Iowa Senator Joni Ernst, a Republican, says if there’s a vacancy on the U.S. Supreme Court, the U.S Senate should start the process of filling it as soon as possible.
“We have a Republican-held Senate and a Republican president,” Ernst said this afternoon, “and so I don’t see there would be any difference between the president and the senate on a selection of a supreme court justice.”
Republican Senators refused to act on President Obama’s nominee after Justice Scalia died in early 2016, arguing voters that November should decide which president should get to fill the vacancy.
“That was a different situation,” Ernst said. “…That was a Republican-held Senate with a Democratic president and so we were divided on who that selection would be. This is a different scenario where you have a Republican president and a Republican senate. There’s likely not to be a lot of disagreement when it comes to the selection of a justice.”
Justice Ruth Bader Ginsburg announced today (Friday) she is undergoing chemotherapy for a reoccurence of pancreatic cancer. Ginsburg, who is 87, intends to remain on the court.
Senator Chuck Grassley, Iowa’s other Republican senator, was chairman of the senate committee that refused to hold a hearing on Obama nominee Merrick Garland in 2016 and Grassley has said a hearing should wait until after the election, if there is an opening on the court in 2020.
Ernst said Republican senators should hold a hearing on a Trump nominee even in a so-called “lame duck” session in November and December — after the election. She discussed the issue with “Iowa Press” host David Yepsen this afternoon.
“If President Trump is defeated, if Republicans lose control of the Senate, would you still support doing this prior to January?” Yepsen asked.

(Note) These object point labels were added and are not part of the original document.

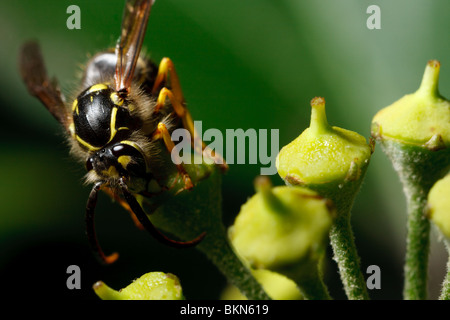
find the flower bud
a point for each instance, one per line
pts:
(439, 205)
(322, 153)
(151, 286)
(280, 226)
(421, 118)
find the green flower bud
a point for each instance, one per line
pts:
(151, 286)
(439, 205)
(284, 229)
(281, 226)
(421, 118)
(415, 134)
(322, 153)
(331, 161)
(277, 286)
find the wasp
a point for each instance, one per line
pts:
(121, 122)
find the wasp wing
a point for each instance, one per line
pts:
(34, 74)
(134, 24)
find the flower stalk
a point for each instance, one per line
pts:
(331, 161)
(414, 133)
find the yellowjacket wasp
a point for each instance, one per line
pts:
(126, 107)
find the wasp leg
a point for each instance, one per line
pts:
(166, 69)
(110, 192)
(161, 132)
(142, 217)
(90, 227)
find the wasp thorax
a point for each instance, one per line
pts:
(99, 115)
(120, 159)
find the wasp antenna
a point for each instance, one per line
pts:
(148, 225)
(90, 227)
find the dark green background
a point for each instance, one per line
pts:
(242, 64)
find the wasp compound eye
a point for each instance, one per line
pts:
(129, 157)
(90, 164)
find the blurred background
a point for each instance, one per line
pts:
(242, 64)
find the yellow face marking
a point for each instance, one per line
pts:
(124, 161)
(75, 106)
(111, 172)
(72, 130)
(87, 145)
(113, 124)
(97, 87)
(116, 99)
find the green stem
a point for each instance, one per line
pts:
(418, 169)
(312, 286)
(417, 245)
(342, 238)
(190, 213)
(445, 291)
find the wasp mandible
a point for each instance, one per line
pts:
(126, 107)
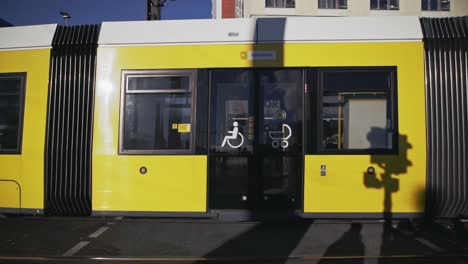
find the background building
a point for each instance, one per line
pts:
(256, 8)
(4, 23)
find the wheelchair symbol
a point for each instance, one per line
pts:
(280, 136)
(234, 134)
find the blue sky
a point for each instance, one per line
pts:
(30, 12)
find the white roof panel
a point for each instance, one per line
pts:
(27, 37)
(177, 31)
(262, 30)
(349, 29)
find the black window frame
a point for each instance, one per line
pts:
(22, 77)
(284, 6)
(337, 5)
(314, 110)
(126, 74)
(388, 6)
(439, 5)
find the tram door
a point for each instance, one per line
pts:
(255, 139)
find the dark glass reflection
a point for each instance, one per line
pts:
(281, 125)
(280, 3)
(10, 110)
(158, 83)
(354, 105)
(157, 121)
(333, 4)
(280, 179)
(231, 112)
(229, 182)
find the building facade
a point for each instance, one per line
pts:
(261, 8)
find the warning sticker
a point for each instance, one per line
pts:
(184, 128)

Ernst replied: “Well, one, I wish nothing but the best of health for Ruth Bader Ginsburg. I think we all do and I will be praying for her and it is a lame duck session. I would support going ahead with any hearings that we might have and, if it comes to an appointment prior to the end of the year, I would be supportive of that.”
A spokesman for the Iowa Democratic Party blasted Ernst’s comments.
“Senator Ernst promised to be an independent voice for Iowans, but instead she’s spent her six years in Washington shamelessly putting Mitch McConnell’s harmful agenda above the interests of Iowans,” IDP spokesman Jeremy Busch said in a written statement.
In 2016, when Republicans refused to act on President Obama’s Supreme Court nominee, Ernst argued that “in the midst of an important election, the American people deserve to have a say in this important decision that will impact the course of our country for years to come.”
Ernst became a member of the U.S. Senate Judiciary Committee after the panel’s hearings for Brett Kavanaugh, the second justice President Trump has appointed to the nation’s highest court.